United Overseas Bank’s (UOB) Quek Ser Leang reports that the USD/SGD pair closed almost unchanged at 1.2924, reflecting a stable exchange rate between the Singapore Dollar and the US Dollar. Despite the lack of significant movement, short-term momentum has shifted slightly lower, suggesting a mild downward bias in the near term [1]. Leang expects intraday price action to remain within the 1.2900–1.2935 range, with the risk of a break below 1.2890 increasing over the coming weeks. Firm support is noted at 1.2875, while strong resistance at 1.2955 is expected to cap any upside moves [1].
For the 24-hour view, UOB indicated that the USD is likely to trade within a range between 1.2900 and 1.2935, which was largely confirmed as the USD traded in a slightly higher range of 1.2913/1.2938 but closed at 1.2924 (+0.04%) [1]. The slight increase in downward momentum is expected to keep the USD trading in a lower range rather than triggering a sustained decline [1].

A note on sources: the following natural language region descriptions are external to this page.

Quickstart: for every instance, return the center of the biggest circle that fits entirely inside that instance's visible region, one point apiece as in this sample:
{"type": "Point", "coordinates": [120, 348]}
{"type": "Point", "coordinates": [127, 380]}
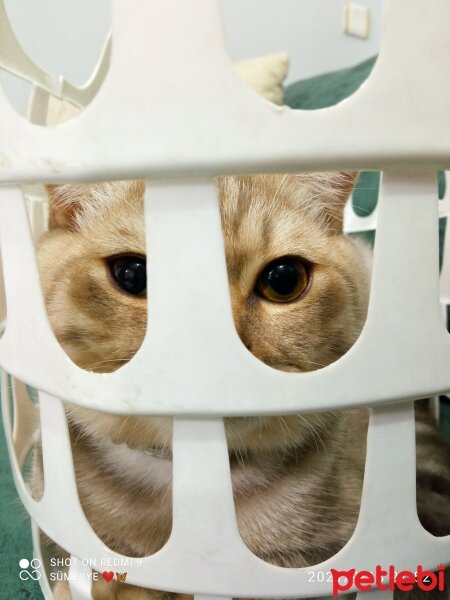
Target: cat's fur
{"type": "Point", "coordinates": [299, 475]}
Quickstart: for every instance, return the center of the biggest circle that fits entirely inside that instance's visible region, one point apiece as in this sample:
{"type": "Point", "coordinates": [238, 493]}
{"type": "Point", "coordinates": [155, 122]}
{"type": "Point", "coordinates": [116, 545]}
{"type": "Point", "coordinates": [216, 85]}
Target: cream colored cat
{"type": "Point", "coordinates": [299, 291]}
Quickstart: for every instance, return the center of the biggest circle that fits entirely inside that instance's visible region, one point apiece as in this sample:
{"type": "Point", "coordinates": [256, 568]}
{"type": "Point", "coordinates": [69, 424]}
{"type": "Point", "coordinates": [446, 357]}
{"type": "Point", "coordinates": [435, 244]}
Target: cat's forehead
{"type": "Point", "coordinates": [263, 216]}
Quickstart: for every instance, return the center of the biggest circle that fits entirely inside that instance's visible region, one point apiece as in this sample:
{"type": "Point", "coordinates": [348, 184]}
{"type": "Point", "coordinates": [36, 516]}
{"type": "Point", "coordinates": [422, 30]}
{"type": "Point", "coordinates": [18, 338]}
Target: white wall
{"type": "Point", "coordinates": [66, 36]}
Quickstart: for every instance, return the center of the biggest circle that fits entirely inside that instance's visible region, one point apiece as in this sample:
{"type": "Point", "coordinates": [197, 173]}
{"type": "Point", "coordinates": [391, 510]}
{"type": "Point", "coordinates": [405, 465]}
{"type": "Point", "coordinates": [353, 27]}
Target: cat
{"type": "Point", "coordinates": [299, 292]}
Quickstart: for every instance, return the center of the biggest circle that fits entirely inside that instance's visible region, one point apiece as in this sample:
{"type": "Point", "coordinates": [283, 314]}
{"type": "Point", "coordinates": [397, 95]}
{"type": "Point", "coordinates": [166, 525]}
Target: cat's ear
{"type": "Point", "coordinates": [333, 190]}
{"type": "Point", "coordinates": [65, 202]}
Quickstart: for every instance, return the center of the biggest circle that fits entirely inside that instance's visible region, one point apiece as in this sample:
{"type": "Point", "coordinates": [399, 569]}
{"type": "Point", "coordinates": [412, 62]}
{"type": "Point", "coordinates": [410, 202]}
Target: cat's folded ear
{"type": "Point", "coordinates": [65, 203]}
{"type": "Point", "coordinates": [331, 190]}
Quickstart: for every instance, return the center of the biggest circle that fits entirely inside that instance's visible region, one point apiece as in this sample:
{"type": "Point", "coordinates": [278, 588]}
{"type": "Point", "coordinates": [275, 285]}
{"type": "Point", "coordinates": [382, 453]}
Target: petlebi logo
{"type": "Point", "coordinates": [30, 569]}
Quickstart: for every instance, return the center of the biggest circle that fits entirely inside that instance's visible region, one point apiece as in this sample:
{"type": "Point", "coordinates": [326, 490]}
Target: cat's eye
{"type": "Point", "coordinates": [283, 280]}
{"type": "Point", "coordinates": [130, 274]}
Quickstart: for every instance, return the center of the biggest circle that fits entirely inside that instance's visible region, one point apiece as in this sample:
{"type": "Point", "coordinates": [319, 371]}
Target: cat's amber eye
{"type": "Point", "coordinates": [283, 280]}
{"type": "Point", "coordinates": [130, 274]}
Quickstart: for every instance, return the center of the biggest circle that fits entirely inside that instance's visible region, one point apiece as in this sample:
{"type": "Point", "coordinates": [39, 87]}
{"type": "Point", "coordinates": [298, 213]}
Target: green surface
{"type": "Point", "coordinates": [317, 92]}
{"type": "Point", "coordinates": [15, 536]}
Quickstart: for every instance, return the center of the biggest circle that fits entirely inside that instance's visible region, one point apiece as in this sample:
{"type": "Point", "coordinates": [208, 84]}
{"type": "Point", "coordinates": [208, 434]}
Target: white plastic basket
{"type": "Point", "coordinates": [398, 121]}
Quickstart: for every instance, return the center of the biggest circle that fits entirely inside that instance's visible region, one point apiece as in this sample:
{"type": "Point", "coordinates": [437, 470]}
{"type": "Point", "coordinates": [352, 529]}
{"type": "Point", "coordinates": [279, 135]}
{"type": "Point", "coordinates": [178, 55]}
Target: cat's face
{"type": "Point", "coordinates": [298, 287]}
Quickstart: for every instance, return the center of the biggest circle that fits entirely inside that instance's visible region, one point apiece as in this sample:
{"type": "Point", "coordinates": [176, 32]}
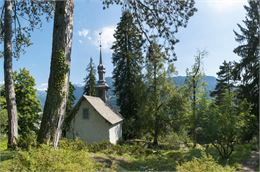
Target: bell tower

Looking ahead to the 1-3 week view, UOB has maintained a range-trading outlook since early last week, revising the expected range higher to 1.2890/1.2990. However, the USD has been trading closer to the lower end of this range recently, and the risk of breaking below 1.2890 is increasing. If the USD breaches the strong resistance at 1.2955, it would signal a continuation of range-bound trading [1].
No market reactions or analyst opinions beyond the technical outlook were discussed in the article, and no ticker symbols were mentioned.
CONCLUSION
The USD/SGD pair remains stable with a slight downward bias, as technical analysis points to increased risk of a break below 1.2890. Market impact is expected to be low, with range-bound trading likely to persist in the near term. No significant market-moving events or reactions were reported.